Closed akkartik closed 4 years ago
@charles-l I just spun up this PR for survey.subx. No failing tests yet. Only mildly interesting thing to look at may be the ELF header definitions.
@charles-l I'm still cleaning up #32 so haven't written any tests here yet. If you're looking for something to do, could you create a function here called emit-elf-header
that prints out the Elf_header
string? For now convert
can consist just of emit-elf-header
and then cat
ing stdin to stdout.
Any tests I think of for this seem pretty silly, so let's just test it manually at the commandline.
I'm thinking hard about how to build this phase, now that dquotes is fully merged (yay!)
There seem to be three tasks to perform here (and I'm constantly wondering whether to split them up into multiple phases, but they seem to need some common offset tracking as they read stdin):
Since labels can be defined after they're used, there need to be two passes. The first performs tasks 1 and 2. The second performs task 3.
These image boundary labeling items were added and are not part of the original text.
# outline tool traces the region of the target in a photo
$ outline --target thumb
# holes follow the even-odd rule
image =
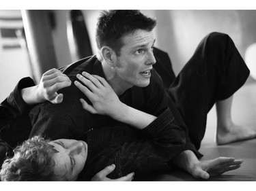
[[[115,165],[114,164],[109,165],[101,171],[102,175],[106,176],[112,173],[115,169]]]
[[[202,178],[208,179],[210,177],[210,175],[206,171],[203,171],[202,169],[197,169],[194,171],[193,176],[196,178]]]
[[[54,104],[60,103],[63,101],[63,94],[58,94],[57,92],[55,92],[55,97],[50,101]]]

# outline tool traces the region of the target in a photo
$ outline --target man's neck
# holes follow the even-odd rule
[[[102,65],[106,80],[117,96],[121,95],[126,90],[132,87],[132,85],[126,83],[116,75],[116,71],[113,67],[110,67],[104,61]]]

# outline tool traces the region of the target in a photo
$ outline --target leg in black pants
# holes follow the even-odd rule
[[[232,39],[227,35],[212,33],[200,42],[171,85],[168,92],[197,150],[205,134],[208,111],[216,101],[231,97],[248,75]]]

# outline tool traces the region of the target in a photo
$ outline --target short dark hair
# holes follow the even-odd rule
[[[101,12],[96,27],[96,42],[99,50],[108,46],[119,55],[123,46],[121,38],[137,29],[152,31],[156,20],[139,10],[109,10]]]
[[[14,150],[0,171],[1,181],[51,181],[63,179],[54,173],[53,155],[57,152],[50,140],[35,136]]]

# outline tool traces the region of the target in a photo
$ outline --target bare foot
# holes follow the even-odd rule
[[[255,131],[233,123],[228,128],[218,126],[217,129],[216,141],[217,145],[219,145],[256,137],[256,132]]]

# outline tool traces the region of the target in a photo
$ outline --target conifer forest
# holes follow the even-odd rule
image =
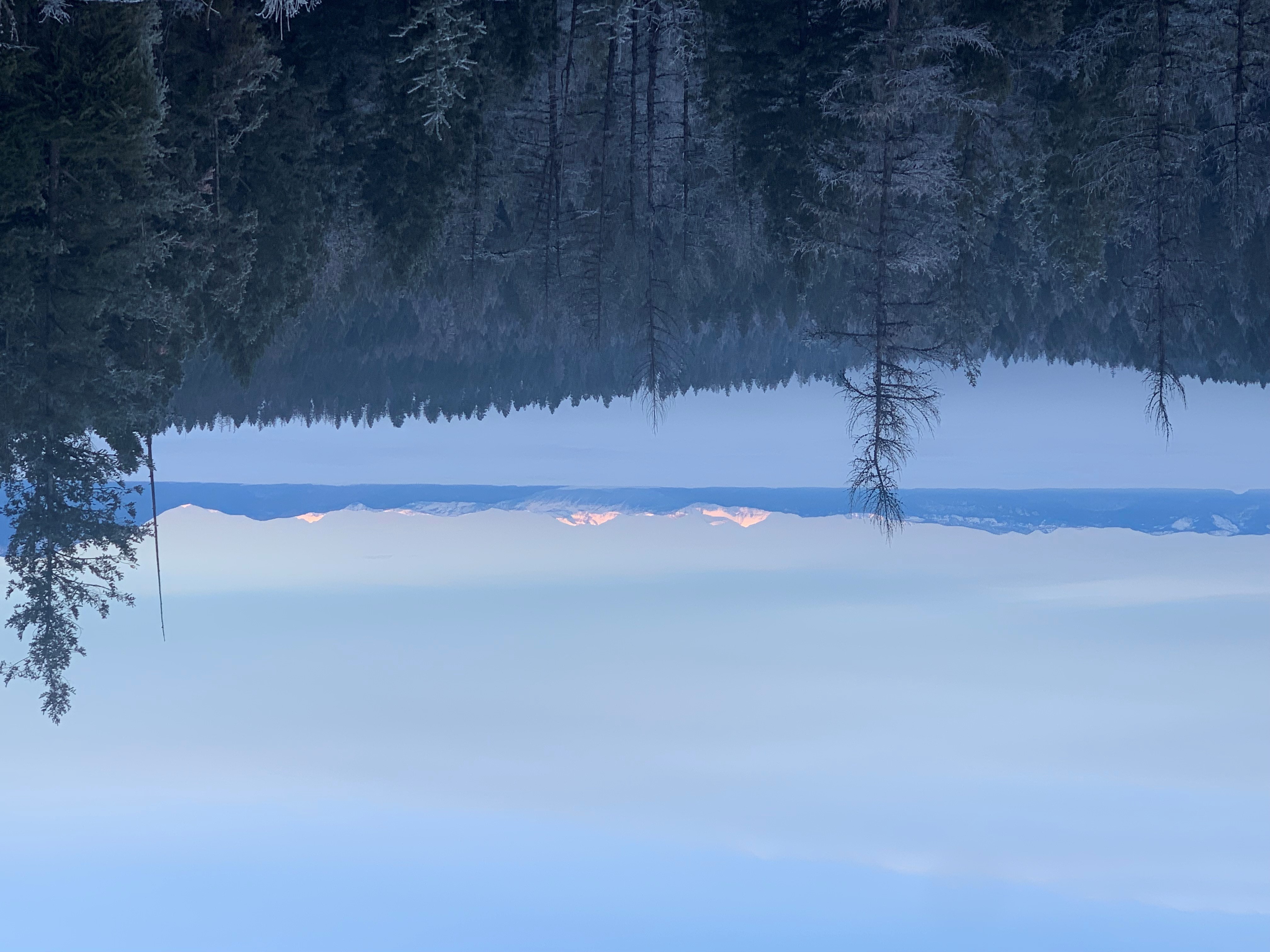
[[[0,334],[55,720],[169,429],[833,381],[890,532],[936,372],[1270,382],[1270,0],[0,0]]]

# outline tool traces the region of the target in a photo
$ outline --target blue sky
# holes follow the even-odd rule
[[[1187,388],[1171,443],[1147,423],[1135,373],[989,364],[978,387],[942,382],[942,423],[918,444],[907,486],[1262,489],[1270,484],[1270,391]],[[672,402],[653,433],[617,401],[523,410],[401,429],[319,425],[169,434],[163,480],[460,482],[594,486],[838,486],[847,411],[829,385],[700,393]]]
[[[165,514],[0,693],[9,939],[1264,948],[1270,537],[715,522]]]

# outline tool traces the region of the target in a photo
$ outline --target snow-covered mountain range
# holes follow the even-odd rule
[[[1157,534],[1270,534],[1270,490],[912,489],[902,495],[909,522],[963,526],[992,533],[1125,528]],[[503,509],[542,513],[573,526],[602,526],[618,515],[676,515],[695,509],[709,518],[748,527],[771,513],[800,517],[852,513],[847,491],[832,487],[160,482],[157,499],[160,510],[197,505],[253,519],[312,519],[340,509],[431,515]]]

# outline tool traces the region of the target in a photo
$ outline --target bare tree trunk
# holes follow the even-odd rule
[[[481,103],[476,103],[476,116],[483,116]],[[480,123],[480,119],[478,119]],[[481,124],[476,126],[476,135],[472,141],[472,208],[471,208],[471,235],[467,245],[467,254],[470,255],[469,261],[469,279],[475,287],[476,284],[476,236],[480,227],[480,161],[481,161],[481,141],[484,136],[484,127]]]
[[[1238,201],[1240,185],[1243,174],[1243,96],[1247,91],[1246,62],[1247,62],[1247,18],[1248,0],[1237,0],[1234,5],[1234,75],[1232,79],[1232,94],[1234,116],[1233,137],[1231,145],[1234,147],[1234,197]]]
[[[573,37],[578,29],[578,0],[573,0],[569,10],[569,46],[564,57],[564,105],[569,108],[569,77],[573,75]]]
[[[599,215],[596,223],[596,338],[605,320],[605,225],[608,215],[608,133],[613,118],[613,69],[617,63],[617,22],[608,27],[608,62],[605,69],[605,123],[599,135]]]
[[[681,124],[683,127],[683,249],[682,249],[682,265],[688,267],[688,178],[692,173],[692,160],[691,160],[691,129],[688,128],[688,63],[687,58],[683,61],[683,116],[681,118]]]
[[[653,216],[653,160],[657,151],[657,66],[662,46],[662,5],[659,0],[653,0],[648,10],[648,89],[645,90],[645,124],[648,142],[645,162],[648,189],[648,213],[652,227]]]
[[[55,138],[48,143],[48,254],[44,261],[44,277],[48,287],[44,297],[43,349],[48,353],[48,343],[53,331],[55,305],[53,293],[57,287],[57,217],[61,212],[58,202],[62,182],[61,143]],[[46,395],[47,399],[47,395]]]
[[[630,152],[626,159],[626,218],[635,225],[635,129],[639,112],[639,99],[636,95],[639,84],[635,76],[639,75],[639,14],[638,5],[631,4],[631,102],[630,102]]]

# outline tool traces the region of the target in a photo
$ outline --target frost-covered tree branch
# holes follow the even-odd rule
[[[419,4],[410,20],[394,37],[415,34],[414,48],[398,62],[415,62],[423,72],[413,79],[410,93],[422,91],[424,127],[441,137],[441,129],[450,126],[446,113],[455,100],[464,98],[462,80],[471,72],[472,46],[485,36],[485,23],[476,19],[466,0],[425,0]]]

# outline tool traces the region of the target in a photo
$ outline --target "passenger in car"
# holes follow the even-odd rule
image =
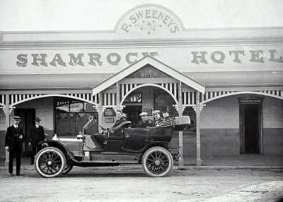
[[[138,128],[146,128],[154,126],[154,121],[151,119],[147,119],[146,112],[142,112],[139,114],[139,116],[142,117],[142,120],[137,124]]]
[[[163,117],[164,120],[167,119],[170,119],[169,111],[162,112],[162,116]]]
[[[163,120],[163,119],[162,119],[160,117],[160,111],[159,110],[154,110],[154,112],[152,112],[152,114],[154,115],[154,127],[160,126],[160,122]]]
[[[127,121],[127,119],[123,115],[123,112],[121,109],[117,109],[116,111],[116,121],[114,124],[112,128],[118,126],[124,121]]]

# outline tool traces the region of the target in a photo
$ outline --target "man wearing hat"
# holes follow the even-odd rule
[[[31,145],[31,159],[30,165],[33,165],[35,161],[35,156],[36,155],[36,145],[39,142],[45,140],[45,135],[43,127],[40,126],[41,119],[36,117],[35,120],[35,126],[32,126],[30,129],[30,134],[29,138],[29,145]]]
[[[154,112],[152,112],[152,114],[154,115],[154,126],[155,126],[155,127],[158,126],[160,124],[160,122],[163,120],[163,119],[162,119],[160,117],[160,111],[154,110]]]
[[[162,116],[163,117],[164,120],[170,119],[169,117],[169,111],[164,111],[162,112]]]
[[[146,112],[142,112],[139,114],[139,116],[142,117],[142,120],[137,124],[138,128],[146,128],[147,126],[154,126],[154,121],[152,120],[147,119]]]
[[[24,136],[23,130],[18,126],[21,121],[20,117],[13,117],[13,126],[7,128],[5,136],[5,149],[9,152],[8,172],[9,176],[13,177],[13,162],[16,157],[16,174],[22,176],[21,174],[21,153],[22,148],[22,139]]]

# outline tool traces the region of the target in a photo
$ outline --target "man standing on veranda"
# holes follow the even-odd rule
[[[18,126],[21,121],[20,117],[13,117],[13,124],[7,128],[5,136],[5,149],[9,152],[8,172],[9,176],[13,177],[13,162],[16,157],[16,174],[22,176],[21,170],[21,153],[22,139],[24,136],[23,130]]]
[[[39,142],[45,140],[45,135],[43,127],[40,126],[40,121],[41,119],[36,117],[35,122],[35,126],[32,126],[30,129],[30,136],[28,144],[31,145],[32,157],[30,159],[30,165],[33,165],[35,162],[35,156],[36,155],[36,146]]]

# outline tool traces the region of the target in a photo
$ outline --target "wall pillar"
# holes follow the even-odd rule
[[[103,121],[103,110],[102,109],[101,93],[99,93],[98,95],[98,104],[99,104],[98,109],[97,109],[97,110],[98,112],[98,126],[102,126],[102,121]],[[98,131],[100,131],[100,133],[101,132],[100,127],[98,127]]]
[[[200,92],[197,92],[197,103],[195,107],[195,113],[197,117],[197,158],[195,165],[202,165],[202,160],[200,159]]]
[[[10,103],[10,97],[8,94],[6,94],[6,106],[5,106],[5,116],[6,116],[6,129],[10,126],[10,108],[9,108],[9,103]],[[8,166],[8,152],[6,150],[5,154],[5,166]]]
[[[182,103],[182,82],[179,81],[179,97],[178,97],[178,112],[179,116],[183,115],[183,103]],[[179,166],[184,165],[184,158],[183,158],[183,131],[179,131],[179,152],[180,158],[179,159]]]
[[[120,106],[120,85],[119,82],[116,82],[116,112],[117,109],[121,109]]]

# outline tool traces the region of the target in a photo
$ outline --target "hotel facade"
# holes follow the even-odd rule
[[[187,29],[173,10],[142,4],[112,30],[0,32],[0,158],[20,116],[30,156],[36,117],[47,138],[110,127],[122,109],[189,115],[183,157],[283,154],[283,28]]]

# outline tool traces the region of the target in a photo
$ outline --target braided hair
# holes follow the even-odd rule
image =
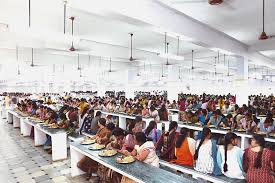
[[[203,130],[202,130],[202,137],[201,137],[199,146],[198,146],[198,148],[196,149],[195,154],[194,154],[194,160],[197,160],[197,159],[198,159],[199,151],[200,151],[201,145],[202,145],[202,143],[204,142],[204,140],[206,139],[206,137],[207,137],[209,134],[211,134],[211,130],[210,130],[208,127],[204,127]]]
[[[151,131],[157,126],[157,123],[155,121],[150,121],[148,127],[145,130],[145,135],[148,136]]]
[[[176,148],[180,148],[181,144],[183,143],[183,141],[185,140],[185,138],[187,137],[189,130],[185,127],[180,129],[180,135],[176,141]]]
[[[232,144],[232,140],[238,138],[238,136],[235,133],[229,132],[224,136],[224,165],[223,165],[223,171],[228,171],[227,166],[227,147],[229,144]]]
[[[253,135],[253,139],[256,140],[257,144],[260,146],[260,151],[258,152],[258,155],[254,162],[255,168],[261,168],[262,167],[262,154],[265,147],[265,139],[261,135],[255,134]]]

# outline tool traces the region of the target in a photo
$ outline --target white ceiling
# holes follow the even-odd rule
[[[143,67],[143,62],[145,62],[146,65],[154,65],[160,72],[161,65],[166,63],[166,59],[157,56],[157,53],[164,53],[164,32],[166,28],[155,29],[152,28],[152,25],[138,19],[117,15],[117,12],[112,13],[111,11],[115,7],[114,3],[104,4],[107,1],[69,0],[66,35],[64,35],[63,1],[48,0],[45,2],[44,0],[32,0],[31,2],[31,28],[29,29],[28,1],[0,0],[0,23],[9,25],[9,30],[7,31],[1,32],[0,29],[0,51],[5,52],[7,50],[5,48],[12,49],[12,51],[6,51],[9,52],[6,53],[7,57],[11,54],[14,55],[17,45],[20,48],[19,59],[21,63],[24,63],[25,60],[30,60],[30,48],[33,47],[35,48],[35,62],[49,65],[49,70],[52,70],[53,64],[73,65],[75,67],[77,64],[77,53],[67,52],[72,39],[70,36],[71,25],[69,17],[74,16],[75,47],[86,50],[85,52],[80,52],[81,62],[84,64],[83,67],[88,64],[87,55],[92,55],[92,59],[97,60],[97,65],[99,65],[99,57],[102,56],[104,58],[102,63],[105,63],[105,65],[103,64],[102,68],[98,69],[105,71],[109,66],[109,57],[112,57],[113,61],[117,62],[113,66],[114,69],[133,69],[136,68],[136,65]],[[260,1],[251,3],[249,0],[228,0],[226,4],[214,7],[208,5],[208,3],[187,3],[171,7],[249,46],[257,44],[259,42],[257,38],[261,32]],[[127,9],[126,5],[125,3],[125,9]],[[135,6],[135,4],[133,5]],[[97,6],[98,9],[96,9]],[[104,11],[100,7],[104,7]],[[272,15],[274,15],[272,9],[275,8],[275,3],[269,0],[267,1],[267,7],[266,32],[275,34],[275,22],[272,22],[271,19]],[[137,9],[139,9],[138,6]],[[133,64],[127,60],[130,56],[129,33],[134,33],[134,58],[142,58],[143,62]],[[195,50],[195,67],[205,70],[211,69],[213,72],[214,57],[218,53],[207,46],[203,47],[203,44],[199,44],[197,41],[190,41],[192,38],[189,40],[189,37],[182,34],[169,32],[167,38],[170,43],[169,53],[177,53],[177,35],[180,35],[181,39],[179,53],[185,57],[185,61],[174,60],[170,61],[170,63],[190,67],[191,51]],[[64,51],[54,51],[52,49]],[[262,52],[262,54],[271,58],[271,55],[274,54],[270,54],[270,52],[272,51],[267,54]],[[1,55],[2,58],[5,58],[3,55],[5,54]],[[226,61],[230,62],[232,68],[238,65],[234,56],[226,56]],[[13,62],[15,63],[15,60]],[[221,62],[223,63],[222,54]],[[4,64],[5,60],[2,59],[0,63]],[[231,72],[234,72],[234,70],[232,69]]]
[[[206,0],[169,0],[173,7],[214,29],[247,44],[257,42],[262,32],[262,0],[224,0],[221,5],[210,5]],[[187,2],[186,2],[187,1]],[[265,1],[265,31],[275,35],[275,1]]]

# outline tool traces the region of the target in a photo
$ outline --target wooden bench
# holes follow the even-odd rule
[[[178,171],[178,172],[181,172],[181,173],[184,173],[184,174],[189,174],[194,179],[203,179],[205,181],[210,181],[210,182],[215,182],[215,183],[228,183],[228,182],[245,183],[246,182],[246,180],[232,179],[232,178],[228,178],[224,175],[214,176],[214,175],[204,174],[204,173],[201,173],[201,172],[198,172],[198,171],[194,170],[191,167],[172,164],[172,163],[169,163],[169,162],[163,161],[163,160],[160,160],[160,165],[162,167],[168,167],[172,170],[175,170],[175,171]]]

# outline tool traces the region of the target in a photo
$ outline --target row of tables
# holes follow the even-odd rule
[[[182,128],[188,128],[190,130],[194,131],[202,131],[203,127],[197,126],[197,125],[191,125],[191,124],[184,124],[183,122],[178,122],[178,127]],[[222,130],[222,129],[217,129],[217,128],[211,128],[211,132],[215,134],[221,134],[225,135],[226,133],[229,132],[229,130]],[[252,133],[246,133],[246,132],[238,132],[234,131],[234,133],[240,138],[240,147],[241,149],[246,149],[249,147],[249,140],[252,138]],[[275,143],[275,138],[265,138],[267,142]]]
[[[89,150],[87,145],[81,145],[80,141],[76,141],[70,144],[71,154],[71,174],[72,176],[78,176],[84,174],[77,167],[77,163],[84,157],[87,156],[94,161],[104,165],[107,168],[120,173],[138,183],[182,183],[182,182],[196,182],[195,179],[187,176],[179,176],[175,173],[157,168],[140,161],[135,161],[131,164],[119,164],[116,162],[116,158],[119,154],[113,157],[100,157],[98,156],[99,151]]]
[[[33,120],[30,117],[22,116],[14,110],[7,110],[7,121],[12,123],[14,128],[20,128],[20,134],[24,137],[30,136],[34,128],[34,146],[44,145],[47,135],[52,141],[52,160],[58,161],[67,158],[67,134],[64,129],[52,129],[43,126],[42,121]]]
[[[52,160],[58,161],[67,158],[67,134],[63,129],[50,129],[43,126],[38,121],[30,117],[22,116],[14,110],[7,110],[7,121],[12,123],[15,128],[20,128],[20,133],[23,136],[30,136],[31,128],[34,127],[34,146],[43,145],[47,140],[47,135],[52,139]],[[102,112],[105,115],[114,115],[115,113]],[[118,116],[118,115],[116,115]],[[134,119],[135,116],[127,116],[119,114],[120,127],[126,125],[126,119]],[[152,118],[144,118],[149,123]],[[41,121],[42,122],[42,121]],[[123,123],[124,122],[124,123]],[[147,123],[146,123],[147,124]],[[126,126],[125,126],[126,127]],[[195,182],[195,179],[180,176],[169,171],[153,167],[143,162],[135,161],[131,164],[116,163],[116,156],[114,157],[100,157],[99,151],[89,150],[89,146],[80,144],[81,138],[70,142],[70,158],[71,158],[71,175],[72,177],[84,174],[78,167],[77,163],[84,156],[97,161],[98,163],[128,177],[139,183],[182,183]]]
We need to drop labels at some point. And we can't rewind the input fd at the moment. Perhaps it's cleaner to not add seek
syscalls for now.
Ok, so very high-level pseudocode.
Data structures shared between pass 1 and pass 2.
segments
: table from segment name to (starting address, starting offset, size in bytes)labels
: table from label name to segment offsettmp
: copy of stdin in memoryPass 1
var file-offset = 0, segment-offset = 0
while reading words from stdin
if word is a label
x : (address number) = insert(labels, name)
*x = segment-offset
continue
emit word to tmp
if word == '=='
name = read word from stdin
seg : (address segment) = insert(segments, name)
emit word to tmp
name = read word from stdin
emit name to tmp
addr = read word from stdin
seg->starting-address = parse-hex-int(addr)
seg->starting-offset = file-offset
segment-offset = 0
else
width = compute-width(word)
segment-offset += width
file-offset += width
compute-width
usually returns 1, unless word
has metadata /imm32
, /disp16
, etc.
Pass 2
emit-elf-header(segments)
emit-elf-program-headers(segments)
var file-offset = 0, segment-offset = 0
var curr-seg-offset = 0, curr-seg-address = 0
while reading word from tmp
if (word == "==") skip line
datum = next-token(word, '/')
var value = 0, width = 1
if is-hex-int?(datum)
value = parse-hex-int(datum)
else if has-metadata?("/disp8") or has-metadata?("/disp32")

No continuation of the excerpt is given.